The NY Times reports today that Google acknowledged it had violated people’s privacy during its StreetView mapping project. Thirty-eight states had brought a case against Google on the grounds that the project resulted in people’s passwords and other personal information being unknowingly recorded by the search giant. Google has agreed to settle it by paying a $7 million fine as well as by becoming more aggressive in ensuring that its employees’ efforts don’t violate privacy and informing the public about how to avoid having their privacy compromised.

In its discussion of the settlement, the article brings up that the way now is paved for another privacy battle, this time over Google Glass. Concerns are that Google Glass eyewear also can be used to record photos, videos and audios of the wearer’s surroundings, without the permission of the individuals featured in those surroundings. With Google Glass, users can use their voice to input commands to take a picture or make a video, as well as to take steps less likely to compromise privacy, such as search for facts about landmarks or events.

How that privacy question plays out is yet to be seen. But concerns aren’t stoping the project – which was demonstrated at last week’s SXSW conference – from moving ahead. Google yesterday announced that the glasses will accommodate frames and lenses that match users’ eye prescriptions, for example.

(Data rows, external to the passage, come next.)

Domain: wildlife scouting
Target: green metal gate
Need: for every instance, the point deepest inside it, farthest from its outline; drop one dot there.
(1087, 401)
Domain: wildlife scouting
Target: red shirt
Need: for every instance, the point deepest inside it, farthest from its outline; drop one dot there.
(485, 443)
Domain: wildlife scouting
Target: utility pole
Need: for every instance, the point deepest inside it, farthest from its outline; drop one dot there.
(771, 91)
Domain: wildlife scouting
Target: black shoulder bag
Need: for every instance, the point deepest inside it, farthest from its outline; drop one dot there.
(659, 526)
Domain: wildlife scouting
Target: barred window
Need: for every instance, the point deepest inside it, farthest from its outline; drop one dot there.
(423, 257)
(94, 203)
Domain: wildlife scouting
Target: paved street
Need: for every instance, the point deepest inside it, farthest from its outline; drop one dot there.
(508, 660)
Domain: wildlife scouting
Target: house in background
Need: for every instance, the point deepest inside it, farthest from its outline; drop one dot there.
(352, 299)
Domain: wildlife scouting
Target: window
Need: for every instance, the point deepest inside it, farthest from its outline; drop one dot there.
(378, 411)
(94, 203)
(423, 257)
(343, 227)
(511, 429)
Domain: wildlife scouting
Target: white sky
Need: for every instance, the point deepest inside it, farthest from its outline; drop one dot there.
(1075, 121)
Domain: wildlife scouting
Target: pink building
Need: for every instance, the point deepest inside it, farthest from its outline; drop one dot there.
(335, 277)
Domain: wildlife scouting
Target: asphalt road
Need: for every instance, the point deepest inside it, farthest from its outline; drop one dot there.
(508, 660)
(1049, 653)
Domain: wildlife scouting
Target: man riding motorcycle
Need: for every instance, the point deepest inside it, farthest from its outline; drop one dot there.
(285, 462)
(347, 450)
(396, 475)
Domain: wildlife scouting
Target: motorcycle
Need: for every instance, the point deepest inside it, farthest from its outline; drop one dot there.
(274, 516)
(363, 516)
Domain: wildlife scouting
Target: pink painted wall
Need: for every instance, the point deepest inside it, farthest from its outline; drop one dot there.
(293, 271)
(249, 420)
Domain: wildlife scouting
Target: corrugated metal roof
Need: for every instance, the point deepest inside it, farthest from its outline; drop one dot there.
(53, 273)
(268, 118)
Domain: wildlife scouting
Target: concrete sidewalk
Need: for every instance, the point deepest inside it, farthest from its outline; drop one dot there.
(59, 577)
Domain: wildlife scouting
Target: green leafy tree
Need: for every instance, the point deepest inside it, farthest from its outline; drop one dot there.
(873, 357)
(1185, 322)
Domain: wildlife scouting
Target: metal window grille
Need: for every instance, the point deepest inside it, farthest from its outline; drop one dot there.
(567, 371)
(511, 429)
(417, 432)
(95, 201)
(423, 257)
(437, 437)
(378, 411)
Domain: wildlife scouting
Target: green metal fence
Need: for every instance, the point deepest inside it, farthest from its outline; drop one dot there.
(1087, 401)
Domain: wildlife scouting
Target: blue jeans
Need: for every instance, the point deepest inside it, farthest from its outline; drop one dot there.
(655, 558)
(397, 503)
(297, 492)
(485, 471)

Getting Google Glass to respond to voice commands and searches appears to leverage capabilities it has developed for its Voice Search App for Android, as well as its semantically-driven Knowledge Graph database of hundreds of millions of entities and billions of facts, and their relationships to each other.

 

 

 

 

 

 

 

 

 

The Voice Search App also supports its Voice Actions technology for things like calling contacts, sending emails, getting directions, and more. Users on mobile devices can say their questions out loud, and the Google search app will reach out to Google’s Knowledge Graph to deliver the answers. As far as voice commands go on Google Glass — to take videos or pictures, for instance — users have to issue an “OK Glass” to initiate the action. Google Now is also in the Google Glass picture, to run translations or provide flight updates without your having to dig for the information.

There may be more in store for promoting voice-related search, command and other advances for Google technologies, perhaps Google Glass among them. This week comes word that Google acquired neural network startup DNNresearch, a start-up out of the Department of Computer Science, University of Toronto. It recently improved the state of the art in object recognition, according to the Google announcement. University Professor Geoffrey Hinton and two of his graduate students, Alex Krizhevsky and Ilya Sutskever, incorporated DNNresearch Inc. in 2012, the announcement notes, adding that, “Hinton is world-renowned for his work with neural nets, and this research has profound implications for areas such as speech recognition, computer vision and language understanding.”